7. QUELLE ETHIQUE SUR L’ETIQUETTE ?
Les questions de délocalisation et de sous-traitance de l’industrie textile dans les pays émergents posent le problème des conditions de travail et du salaire. Dans une usine du Bangladesh qui produit pour de grands distributeurs européens, une opératrice de machine confirmée travaille de 60 à 90 heures par semaine pour gagner l’équivalent de 25 euros par mois : pas assez pour vivre décemment ni envoyer de l’argent à sa famille restée à la campagne. À travers le monde, des millions d’ouvrières de l’habillement vivent des situations similaires. Au milieu des années 90, le nombre d’enfants travaillant dans l’industrie du vêtement s’élevait à plusieurs dizaines de milliers. Sous la pression des États-Unis, alors premier client du Bangladesh, les entrepreneurs et les autorités publiques ont accepté de remédier à cette situation. Et heureusement, les campagnes de sensibilisation «
Vêtements Propres » reviennent régulièrement sur la responsabilité des distributeurs et des marques.
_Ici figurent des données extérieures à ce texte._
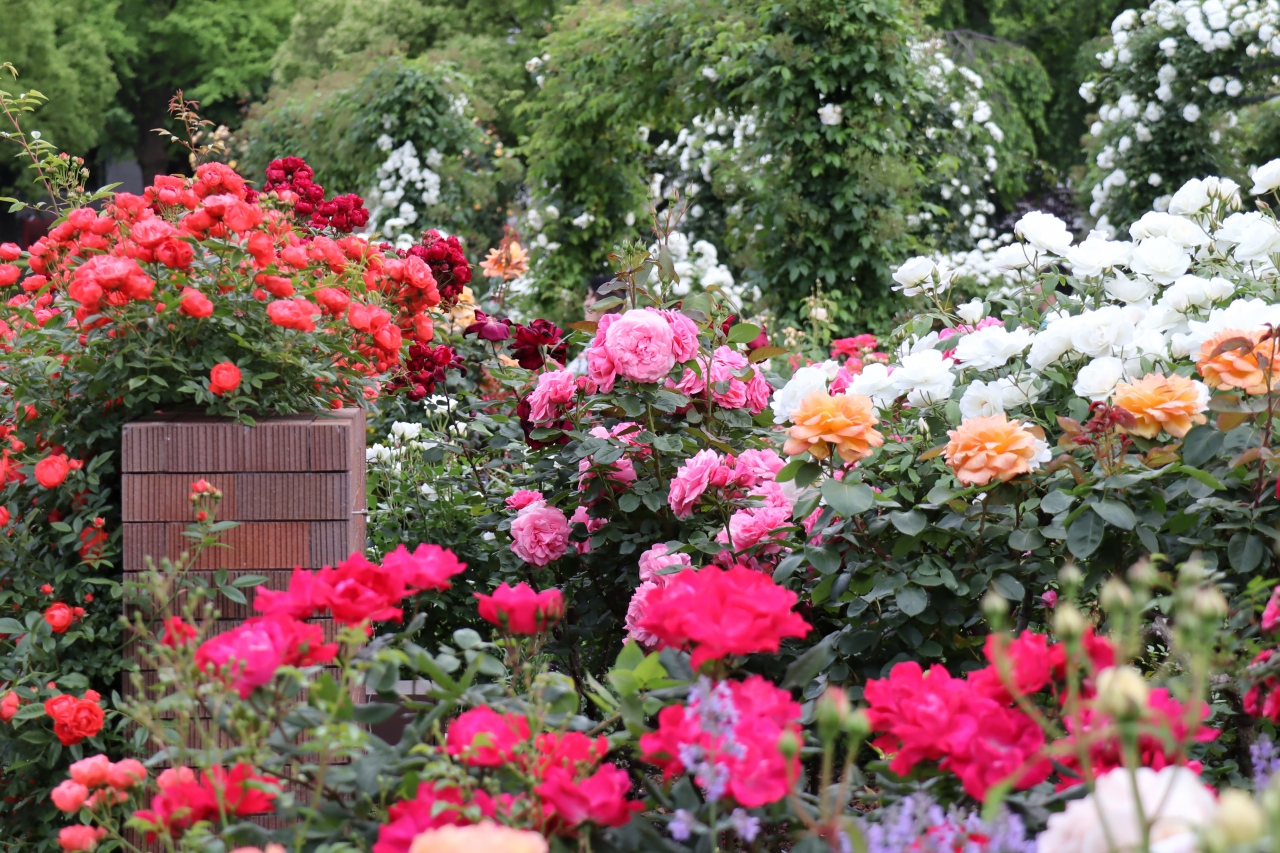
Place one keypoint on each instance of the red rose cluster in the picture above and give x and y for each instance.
(730, 734)
(972, 728)
(293, 179)
(570, 785)
(74, 719)
(356, 592)
(187, 798)
(720, 612)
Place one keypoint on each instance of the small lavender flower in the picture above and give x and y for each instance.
(1266, 761)
(746, 826)
(919, 825)
(681, 826)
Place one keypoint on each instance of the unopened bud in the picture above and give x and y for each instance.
(1210, 603)
(832, 708)
(1115, 596)
(1239, 819)
(789, 746)
(1068, 621)
(1121, 692)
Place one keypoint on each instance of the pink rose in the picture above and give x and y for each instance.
(539, 534)
(657, 559)
(640, 345)
(691, 480)
(554, 388)
(522, 498)
(684, 336)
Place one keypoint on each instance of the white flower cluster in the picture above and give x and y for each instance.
(405, 185)
(1138, 305)
(1155, 74)
(961, 128)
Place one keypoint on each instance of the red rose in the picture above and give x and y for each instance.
(59, 617)
(51, 470)
(224, 377)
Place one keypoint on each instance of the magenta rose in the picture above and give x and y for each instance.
(539, 534)
(640, 346)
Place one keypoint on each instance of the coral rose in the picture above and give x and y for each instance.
(485, 836)
(1173, 404)
(539, 534)
(1239, 366)
(845, 422)
(640, 345)
(223, 378)
(990, 448)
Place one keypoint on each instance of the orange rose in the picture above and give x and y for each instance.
(990, 448)
(845, 422)
(1173, 404)
(1239, 368)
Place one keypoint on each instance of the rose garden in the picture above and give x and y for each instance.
(675, 427)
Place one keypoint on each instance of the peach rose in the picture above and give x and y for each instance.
(1173, 404)
(990, 448)
(1238, 368)
(845, 422)
(485, 836)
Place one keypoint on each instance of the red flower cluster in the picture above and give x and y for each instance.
(187, 798)
(447, 263)
(74, 719)
(972, 728)
(734, 731)
(721, 612)
(293, 179)
(520, 610)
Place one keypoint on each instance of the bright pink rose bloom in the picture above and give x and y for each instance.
(554, 389)
(484, 738)
(600, 798)
(520, 610)
(411, 817)
(522, 498)
(539, 534)
(684, 336)
(691, 479)
(80, 838)
(428, 568)
(640, 345)
(657, 559)
(720, 612)
(91, 771)
(126, 774)
(69, 796)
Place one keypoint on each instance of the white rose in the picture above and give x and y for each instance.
(1097, 254)
(1102, 332)
(1266, 178)
(926, 378)
(1192, 197)
(972, 311)
(1160, 259)
(1051, 343)
(1097, 379)
(803, 382)
(1129, 290)
(1043, 231)
(991, 347)
(876, 382)
(1257, 241)
(1175, 804)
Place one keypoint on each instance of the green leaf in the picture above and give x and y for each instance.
(912, 600)
(910, 523)
(848, 498)
(1086, 534)
(1115, 514)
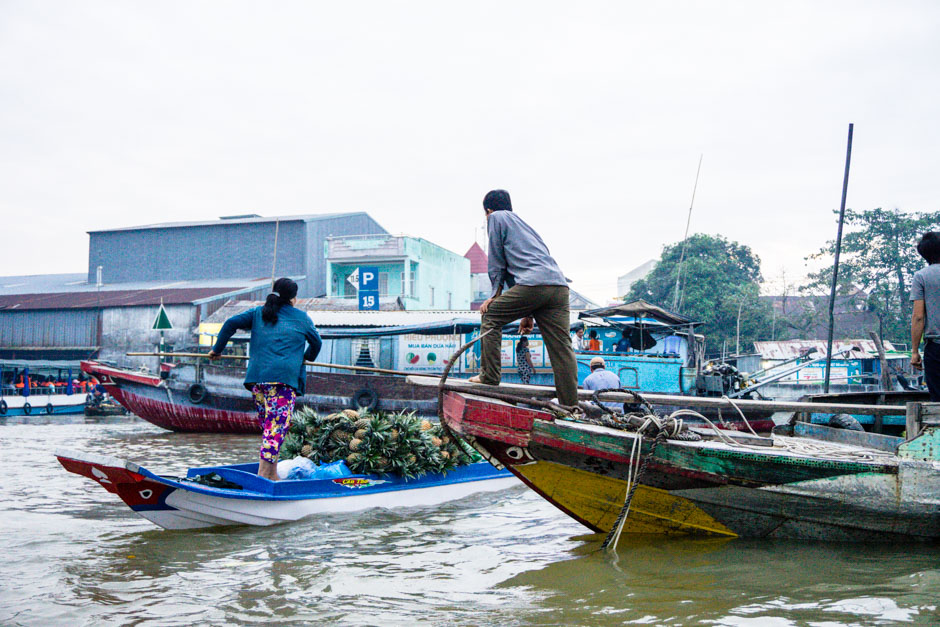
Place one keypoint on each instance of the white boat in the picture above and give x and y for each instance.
(241, 497)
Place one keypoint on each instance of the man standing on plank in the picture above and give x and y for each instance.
(534, 287)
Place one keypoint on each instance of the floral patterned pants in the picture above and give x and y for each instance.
(275, 404)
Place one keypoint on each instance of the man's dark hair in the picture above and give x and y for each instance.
(497, 200)
(929, 246)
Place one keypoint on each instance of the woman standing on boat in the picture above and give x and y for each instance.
(276, 373)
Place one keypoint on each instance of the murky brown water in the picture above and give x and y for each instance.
(74, 554)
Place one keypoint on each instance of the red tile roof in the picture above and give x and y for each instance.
(478, 260)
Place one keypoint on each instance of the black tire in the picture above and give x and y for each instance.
(845, 421)
(197, 393)
(365, 399)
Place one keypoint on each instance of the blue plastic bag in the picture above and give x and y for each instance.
(332, 471)
(302, 468)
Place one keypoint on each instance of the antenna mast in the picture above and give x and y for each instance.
(685, 240)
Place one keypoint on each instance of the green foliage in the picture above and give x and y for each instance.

Historiquement, la seule option consistait à se fournir dans des réseaux alternatifs, comme
Artisans du Monde, où la transformation du coton et la confection des vêtements répondent aux critères du commerce équitable. Mais on n’y trouve pas toujours le modèle de jupe ou de robe un peu stylé que l’on cherche… Et du côté des grandes marques, à moins de se mettre à éplucher les audits sociaux des fournisseurs quand elles les fournissent, pas évident de s’y retrouver et s’assurer de la qualité sociale minimale des vêtements que l’on convoite. Concrètement, pensez à consulter les évaluations régulièrement publiées par le Collection
De l’Ethique sur l’Etiquette et aussi, de manière croissante, par les magazines des associations de consommateurs
Que Choisir et
60 Millions de Consommateurs (qui a par exemple publié en décembre 2007 une évaluation sur ces questions des principales marques de jean).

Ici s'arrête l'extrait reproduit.